IPC clearification

Thread Starter

King2

Joined Jul 17, 2022
163
I've come across the term 'interprocess communication,' which is said to be the way two processes can communicate with each other in context of an operating system. However, I'm struggling to grasp what this means and how it works within an OS. As I understand, more than two tasks can share the same resource, allowing them to communicate. For example, one task can write a variable, and another task can read the same variable.

In this context, both are communicating with each other, so I don't understand how interprocess communication is different from task communication. How tow process communicate with each other?
 

ApacheKid

Joined Jan 12, 2015
1,762
Basically a "process" is an abstraction as is "task" or "thread" and so on. These abstractions do not have a universal definition either, different operating systems and runtimes use them in slightly different ways.

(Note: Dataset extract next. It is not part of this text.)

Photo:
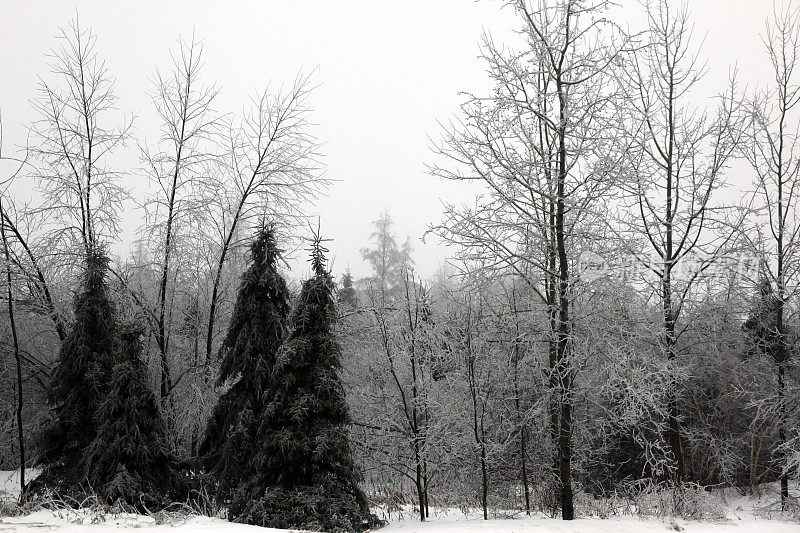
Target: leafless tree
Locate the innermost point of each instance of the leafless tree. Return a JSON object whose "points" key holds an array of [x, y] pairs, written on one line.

The basic concept of a process though is pretty uniform, it refers to an abstraction where code has access to an address space (often a virtual address space) and only code within the process can access/update the memory within the address space.

With that model, code in one process cannot access memory within some other process (not ordinarily anyway) and so the term IPC is used to refer to mechanisms (exposed by the operating system) that enable this to be done. There are various ways to do this:

1. Files
2. Shared Memory
3. Events/Sempahores/Mutexes
4. Network IO

That's it really, that's my short answer.